Author Theroux revisits world aboard 'Ghost Train'
NEW YORK (Reuters) — After a life spent on the road and on the rails, U.S. novelist and travel writer Paul Theroux decided to take the world's temperature once again.
In his latest book, "Ghost Train to the Eastern Star," Theroux retraces his steps from an earlier journey across the world that became his 1975 best-seller "The Great Railway Bazaar."
"It's not exactly memory lane, it's not remembering something," Theroux said "It's the literature of revisiting."
Travelling mostly by overnight train, he chronicles his journey through 18 countries including Georgia, Azerbaijan, Sri Lanka, Burma and Cambodia.
"I just thought I'm going to take that trip again and see what it's like, to see how the places have changed," he said. "And of course nothing stays the same."
The nomadic author is stunned but heartened by the transformation of Vietnam since his visit there in the 1970s, in the midst of war.
But Burma, which has since renamed itself Myanmar, strikes him as stagnating in its isolation.
Other places, such as Turkmenistan, were unlike any of the more than 100 countries he has visited and written about.
"Turkmenistan, that was a gift.
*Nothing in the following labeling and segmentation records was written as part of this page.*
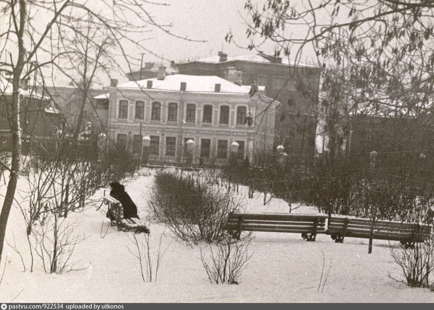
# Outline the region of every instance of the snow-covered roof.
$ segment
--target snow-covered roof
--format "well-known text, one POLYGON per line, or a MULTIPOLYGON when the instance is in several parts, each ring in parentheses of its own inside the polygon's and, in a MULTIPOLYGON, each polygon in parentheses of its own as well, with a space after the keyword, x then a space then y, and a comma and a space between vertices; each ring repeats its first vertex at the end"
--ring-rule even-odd
POLYGON ((129 82, 118 85, 117 88, 146 88, 148 81, 152 81, 152 89, 179 91, 181 82, 187 83, 186 91, 214 92, 216 84, 220 84, 220 92, 248 94, 250 86, 240 86, 218 76, 187 75, 174 74, 167 75, 164 80, 149 78, 129 82))
MULTIPOLYGON (((271 63, 272 62, 270 61, 268 59, 266 59, 264 57, 264 56, 266 56, 263 54, 261 54, 261 53, 256 53, 253 54, 249 55, 241 55, 238 56, 231 56, 230 55, 228 55, 227 60, 226 60, 227 62, 233 61, 234 60, 240 60, 243 61, 247 61, 247 62, 265 62, 268 63, 271 63)), ((295 62, 289 59, 287 57, 281 57, 282 59, 281 64, 282 65, 294 65, 295 62)), ((215 56, 210 56, 204 58, 198 58, 197 59, 190 59, 187 61, 182 61, 181 62, 181 63, 183 62, 222 62, 220 61, 220 56, 218 55, 215 56)), ((312 68, 317 68, 317 66, 316 66, 314 65, 310 64, 308 65, 306 63, 303 63, 300 62, 297 62, 296 65, 300 66, 301 67, 310 67, 312 68)))
POLYGON ((107 94, 103 94, 102 95, 98 95, 98 96, 95 96, 93 97, 94 99, 108 99, 108 97, 110 96, 110 93, 107 94))
POLYGON ((53 107, 45 108, 44 111, 46 113, 53 113, 53 114, 60 114, 61 113, 57 109, 55 109, 53 107))

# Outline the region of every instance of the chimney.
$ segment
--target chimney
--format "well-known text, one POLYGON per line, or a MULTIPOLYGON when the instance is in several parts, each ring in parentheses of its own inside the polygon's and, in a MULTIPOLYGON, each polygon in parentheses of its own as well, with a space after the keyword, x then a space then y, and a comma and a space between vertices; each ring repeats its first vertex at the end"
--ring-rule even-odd
POLYGON ((219 56, 219 62, 223 62, 227 61, 227 54, 225 54, 223 52, 218 52, 218 56, 219 56))
POLYGON ((179 88, 179 90, 181 91, 185 91, 187 89, 187 83, 186 82, 181 82, 181 87, 179 88))
POLYGON ((160 65, 158 66, 158 69, 157 78, 159 80, 164 80, 166 78, 166 67, 162 65, 160 65))
POLYGON ((110 87, 116 87, 117 86, 118 86, 118 79, 117 78, 110 79, 110 87))
POLYGON ((220 92, 220 89, 221 88, 221 84, 219 83, 216 83, 214 85, 214 91, 216 92, 220 92))

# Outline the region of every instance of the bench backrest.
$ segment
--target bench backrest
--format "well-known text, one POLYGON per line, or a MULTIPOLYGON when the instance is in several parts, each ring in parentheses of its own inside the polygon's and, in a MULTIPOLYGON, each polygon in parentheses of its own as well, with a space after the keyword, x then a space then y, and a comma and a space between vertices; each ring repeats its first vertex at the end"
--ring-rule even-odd
MULTIPOLYGON (((337 232, 343 229, 345 221, 348 222, 346 230, 349 232, 360 235, 369 234, 372 221, 369 219, 348 218, 332 216, 329 222, 329 232, 337 232)), ((407 223, 385 220, 374 221, 375 234, 389 234, 391 235, 418 235, 426 238, 432 229, 427 224, 407 223)))
POLYGON ((316 231, 327 229, 327 215, 310 214, 232 213, 228 217, 227 228, 263 232, 305 232, 314 226, 316 231))

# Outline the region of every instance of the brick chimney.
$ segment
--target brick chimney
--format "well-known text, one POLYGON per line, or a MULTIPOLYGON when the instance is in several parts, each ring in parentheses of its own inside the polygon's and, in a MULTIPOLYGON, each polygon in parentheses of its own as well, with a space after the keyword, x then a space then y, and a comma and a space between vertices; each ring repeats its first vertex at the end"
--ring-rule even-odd
POLYGON ((179 88, 179 90, 181 91, 185 91, 187 89, 187 82, 181 82, 181 86, 179 88))
POLYGON ((158 70, 157 78, 159 80, 164 80, 166 78, 166 67, 162 65, 160 65, 158 66, 158 70))
POLYGON ((117 86, 118 86, 118 79, 117 78, 110 79, 110 87, 116 87, 117 86))
POLYGON ((217 54, 219 56, 218 61, 220 62, 227 61, 227 54, 225 54, 223 52, 219 52, 217 54))

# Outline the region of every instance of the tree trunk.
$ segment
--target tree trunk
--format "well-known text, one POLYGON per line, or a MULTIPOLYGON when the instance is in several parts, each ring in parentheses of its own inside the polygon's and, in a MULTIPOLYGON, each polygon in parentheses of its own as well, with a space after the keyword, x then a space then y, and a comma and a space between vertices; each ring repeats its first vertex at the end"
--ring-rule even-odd
POLYGON ((20 0, 20 28, 16 34, 18 38, 18 58, 13 71, 12 99, 9 104, 10 132, 12 134, 12 157, 10 165, 9 181, 7 183, 1 213, 0 213, 0 261, 3 253, 3 246, 6 233, 6 226, 9 217, 16 183, 20 175, 20 157, 21 153, 21 127, 20 125, 20 82, 21 72, 24 65, 26 49, 23 38, 26 30, 27 19, 26 0, 20 0))

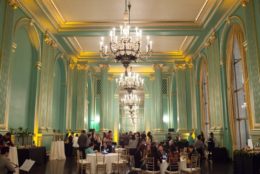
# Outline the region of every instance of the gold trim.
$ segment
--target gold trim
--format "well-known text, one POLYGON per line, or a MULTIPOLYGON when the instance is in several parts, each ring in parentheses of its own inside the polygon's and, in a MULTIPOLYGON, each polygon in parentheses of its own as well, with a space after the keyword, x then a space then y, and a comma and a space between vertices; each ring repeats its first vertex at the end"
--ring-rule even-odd
MULTIPOLYGON (((203 24, 207 20, 207 16, 210 14, 211 9, 213 9, 215 6, 216 0, 209 1, 205 0, 204 4, 200 8, 198 14, 194 18, 194 21, 132 21, 133 24, 144 24, 144 26, 151 26, 156 24, 156 26, 179 26, 181 23, 185 24, 185 26, 189 25, 197 25, 203 24)), ((90 21, 66 21, 64 16, 62 15, 60 9, 57 7, 55 2, 53 0, 41 0, 39 3, 39 6, 45 6, 45 8, 48 8, 52 18, 55 20, 55 22, 60 26, 60 28, 71 28, 74 27, 82 27, 82 26, 111 26, 112 24, 115 25, 116 23, 122 23, 123 21, 117 21, 116 23, 111 23, 109 21, 98 21, 98 22, 90 22, 90 21)), ((140 26, 141 27, 141 26, 140 26)))
POLYGON ((12 52, 14 53, 16 51, 17 44, 15 42, 12 43, 12 52))
POLYGON ((241 6, 246 7, 249 2, 247 0, 241 0, 241 6))
POLYGON ((54 47, 54 48, 57 48, 57 47, 58 47, 56 41, 53 40, 53 39, 50 37, 48 31, 45 31, 45 34, 44 34, 44 42, 45 42, 47 45, 51 46, 51 47, 54 47))
POLYGON ((8 5, 10 5, 14 10, 20 6, 17 0, 8 0, 8 5))
POLYGON ((36 64, 35 64, 35 68, 36 68, 38 71, 40 71, 41 68, 42 68, 42 62, 37 61, 36 64))

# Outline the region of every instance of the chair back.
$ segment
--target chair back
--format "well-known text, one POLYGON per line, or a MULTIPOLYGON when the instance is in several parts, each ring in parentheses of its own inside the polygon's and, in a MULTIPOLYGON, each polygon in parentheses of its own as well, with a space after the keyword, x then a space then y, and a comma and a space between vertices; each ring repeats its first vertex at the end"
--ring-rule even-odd
POLYGON ((147 170, 154 171, 155 170, 154 157, 146 157, 145 165, 146 165, 146 169, 147 170))
POLYGON ((96 153, 96 164, 105 163, 105 155, 96 153))
POLYGON ((172 158, 169 158, 169 170, 178 171, 179 170, 179 156, 175 155, 172 158))
POLYGON ((77 150, 77 161, 78 160, 80 160, 80 159, 82 159, 82 152, 81 151, 79 151, 79 150, 77 150))
POLYGON ((191 167, 198 168, 200 167, 200 156, 197 154, 191 155, 191 167))

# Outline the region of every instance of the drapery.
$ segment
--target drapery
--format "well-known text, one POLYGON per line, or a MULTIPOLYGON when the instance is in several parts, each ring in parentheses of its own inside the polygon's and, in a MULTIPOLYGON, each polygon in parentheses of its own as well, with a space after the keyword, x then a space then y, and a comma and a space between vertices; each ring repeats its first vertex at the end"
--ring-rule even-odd
POLYGON ((243 78, 245 79, 244 83, 244 90, 245 90, 245 96, 246 96, 246 102, 247 102, 247 114, 250 116, 250 100, 249 100, 249 87, 248 87, 248 75, 247 75, 247 68, 246 68, 246 53, 244 48, 244 33, 241 29, 241 27, 238 24, 234 24, 230 31, 229 36, 227 39, 227 45, 226 45, 226 75, 227 75, 227 94, 228 94, 228 113, 229 113, 229 125, 230 125, 230 132, 231 132, 231 138, 232 138, 232 146, 233 149, 237 149, 237 141, 236 141, 236 118, 234 113, 234 62, 233 62, 233 49, 234 49, 234 42, 235 39, 237 39, 238 45, 239 45, 239 51, 240 56, 242 59, 242 65, 243 65, 243 78))

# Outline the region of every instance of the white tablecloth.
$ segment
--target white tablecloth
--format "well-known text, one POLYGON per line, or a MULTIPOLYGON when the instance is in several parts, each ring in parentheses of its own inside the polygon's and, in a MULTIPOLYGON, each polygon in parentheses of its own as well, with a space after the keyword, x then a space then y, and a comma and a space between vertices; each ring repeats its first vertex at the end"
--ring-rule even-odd
POLYGON ((115 149, 115 152, 116 153, 121 153, 121 152, 123 152, 124 150, 126 150, 125 148, 116 148, 115 149))
MULTIPOLYGON (((10 147, 10 151, 9 151, 9 156, 8 158, 10 159, 10 161, 15 164, 16 166, 18 166, 18 155, 17 155, 17 148, 16 147, 10 147)), ((14 165, 14 167, 16 167, 14 165)), ((19 169, 15 168, 16 172, 15 174, 19 173, 19 169)))
MULTIPOLYGON (((102 154, 98 154, 102 155, 102 154)), ((118 154, 117 153, 109 153, 105 155, 105 163, 107 164, 107 173, 111 173, 112 171, 112 163, 117 162, 118 154)), ((96 174, 96 154, 88 154, 87 161, 91 163, 91 173, 96 174)))
POLYGON ((53 141, 51 143, 50 160, 63 160, 65 157, 64 141, 53 141))
MULTIPOLYGON (((160 165, 161 174, 165 173, 165 171, 167 170, 167 167, 168 167, 167 161, 163 160, 161 165, 160 165)), ((179 162, 179 170, 182 170, 182 169, 185 169, 185 168, 187 168, 186 160, 180 161, 179 162)))
POLYGON ((161 174, 164 174, 165 171, 167 170, 167 167, 168 167, 168 163, 166 160, 163 160, 161 165, 160 165, 160 171, 161 171, 161 174))

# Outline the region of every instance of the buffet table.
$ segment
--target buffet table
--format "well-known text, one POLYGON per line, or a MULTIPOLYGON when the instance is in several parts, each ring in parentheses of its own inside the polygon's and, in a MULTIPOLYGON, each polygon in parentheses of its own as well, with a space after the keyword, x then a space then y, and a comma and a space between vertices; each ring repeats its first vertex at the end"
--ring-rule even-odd
POLYGON ((64 141, 53 141, 51 143, 50 160, 65 160, 64 141))
MULTIPOLYGON (((103 154, 98 154, 103 155, 103 154)), ((106 170, 107 173, 111 173, 112 171, 112 163, 117 162, 118 154, 117 153, 109 153, 104 155, 105 156, 105 163, 107 164, 106 170)), ((91 163, 91 173, 96 173, 96 154, 88 154, 87 160, 91 163)))
POLYGON ((233 164, 236 174, 259 174, 260 151, 236 150, 234 151, 233 164))
POLYGON ((18 161, 21 166, 26 159, 35 161, 35 164, 44 164, 46 161, 45 147, 18 148, 18 161))

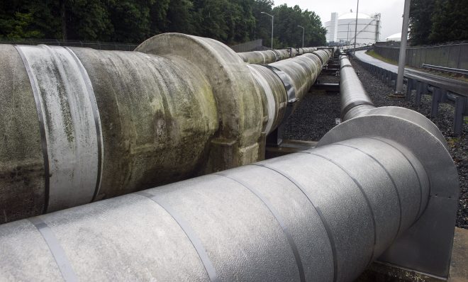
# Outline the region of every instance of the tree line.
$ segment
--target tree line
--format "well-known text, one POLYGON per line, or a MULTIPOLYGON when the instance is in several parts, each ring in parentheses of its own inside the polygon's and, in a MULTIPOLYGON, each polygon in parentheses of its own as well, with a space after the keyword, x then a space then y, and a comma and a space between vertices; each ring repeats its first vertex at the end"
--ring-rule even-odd
POLYGON ((262 38, 274 47, 323 45, 326 30, 313 11, 271 0, 9 0, 0 1, 0 38, 140 43, 177 32, 233 45, 262 38))
POLYGON ((409 34, 413 45, 468 40, 468 1, 411 0, 409 34))

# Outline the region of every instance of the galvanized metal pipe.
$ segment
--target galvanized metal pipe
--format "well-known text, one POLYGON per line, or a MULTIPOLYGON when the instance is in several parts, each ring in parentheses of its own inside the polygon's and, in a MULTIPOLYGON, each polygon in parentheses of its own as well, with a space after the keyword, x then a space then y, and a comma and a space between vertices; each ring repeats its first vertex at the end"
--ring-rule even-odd
POLYGON ((412 141, 379 135, 2 225, 0 276, 352 281, 442 188, 412 141))
POLYGON ((0 276, 346 281, 379 258, 443 276, 458 182, 438 132, 374 108, 314 150, 2 225, 0 276))
POLYGON ((321 70, 177 33, 137 51, 0 45, 0 222, 261 160, 321 70))
POLYGON ((342 120, 364 115, 375 108, 345 55, 340 56, 340 93, 342 120))
POLYGON ((459 195, 458 176, 447 157, 447 142, 437 127, 419 113, 396 107, 376 108, 345 56, 340 56, 340 65, 344 122, 327 133, 318 145, 378 135, 404 144, 418 156, 431 182, 428 205, 414 225, 378 260, 446 279, 459 195))
POLYGON ((238 54, 245 62, 249 64, 271 64, 296 55, 312 53, 317 50, 317 47, 309 47, 305 48, 289 48, 279 50, 269 50, 265 51, 241 52, 238 54))

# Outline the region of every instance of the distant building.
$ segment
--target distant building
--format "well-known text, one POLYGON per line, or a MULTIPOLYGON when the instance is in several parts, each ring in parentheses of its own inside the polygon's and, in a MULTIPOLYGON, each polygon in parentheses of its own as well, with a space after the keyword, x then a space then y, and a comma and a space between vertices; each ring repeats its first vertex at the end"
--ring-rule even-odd
MULTIPOLYGON (((345 13, 339 17, 338 13, 332 13, 331 20, 325 23, 327 41, 342 44, 354 43, 355 24, 355 13, 345 13)), ((359 13, 356 43, 375 43, 379 41, 381 29, 380 13, 369 16, 359 13)))
MULTIPOLYGON (((409 35, 408 36, 407 38, 409 39, 409 35)), ((390 35, 388 38, 385 38, 385 40, 386 41, 401 42, 401 33, 392 34, 391 35, 390 35)))

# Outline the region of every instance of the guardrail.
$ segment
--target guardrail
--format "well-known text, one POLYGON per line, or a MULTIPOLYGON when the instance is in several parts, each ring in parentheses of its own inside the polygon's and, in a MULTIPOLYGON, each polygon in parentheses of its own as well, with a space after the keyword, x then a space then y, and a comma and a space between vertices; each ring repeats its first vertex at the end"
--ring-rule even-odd
POLYGON ((433 64, 423 64, 422 67, 428 69, 438 70, 441 72, 450 72, 452 74, 464 74, 464 75, 468 74, 468 69, 455 69, 452 67, 435 66, 433 64))
MULTIPOLYGON (((396 72, 358 59, 357 61, 370 73, 396 89, 396 72)), ((405 69, 404 78, 406 80, 405 98, 411 100, 412 91, 416 90, 416 106, 420 106, 423 95, 432 95, 430 117, 437 116, 439 103, 450 102, 454 105, 452 130, 455 135, 460 135, 464 117, 468 116, 468 84, 462 81, 454 83, 453 79, 408 69, 405 69)))
MULTIPOLYGON (((375 52, 387 59, 398 61, 399 47, 385 47, 376 45, 375 52)), ((406 64, 420 67, 428 64, 445 67, 468 69, 468 43, 457 43, 440 46, 408 47, 406 49, 406 64)))

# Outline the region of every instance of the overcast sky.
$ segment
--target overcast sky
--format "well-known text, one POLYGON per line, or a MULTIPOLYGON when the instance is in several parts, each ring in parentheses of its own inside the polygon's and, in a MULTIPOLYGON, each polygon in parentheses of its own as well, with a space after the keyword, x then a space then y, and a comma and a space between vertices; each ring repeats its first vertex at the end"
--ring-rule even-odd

To go to a place run by a complete lunatic, but a lunatic multibillionaire, is a gift as a traveller," he said, referring to the late president-for-life, Saparmurat Niyazov, known as "Turkmenbashi".
"He's (since) died and it's starting to change now, but I saw it in its moment of greatest madness."
Theroux, who exhibits a caustic wit and powers of observation in the tradition of Mark Twain, found the train station in New Delhi much as Twain had described it, full of travellers and squatters.
While India has changed remarkably since his 1973 visit, Theroux is unimpressed with the transformation of Bangalore — ground zero for the global outsourcing boom.
He describes the once-charming city as clogged and overpopulated and says its call-center workers are "a work force of cultivated coolies."
Such unvarnished views have not endeared him to critics. A New York Times review of "Ghost Train" calls Theroux conceited and says the book is full of "one-line generalisations about places and peoples," many of which are "intellectually intolerable."
Theroux is unapologetic.
"Travel writing has to be truthful. It's a kind of memoir, full of opinions," he said. "It bothers people that it is so personal. It looks self-indulgent, but that's the breaks. It's not a geography book."
Theroux spends much of the year in Hawaii with his wife, where he kayaks on the Pacific and cultivates honey.
Summers are spent on Cape Cod, closer to his hometown of Medford, Massachusetts, visiting family and rooting for the Boston Red Sox baseball team.
After 43 works of mostly fiction and travel writing, Theroux at age 67 shows no sign of slowing down. But don't expect an autobiography.
"When most other writers get to my age, they start looking back and writing memoirs — Kipling wrote his, Greene did — most writers start doing that. It would make me feel old."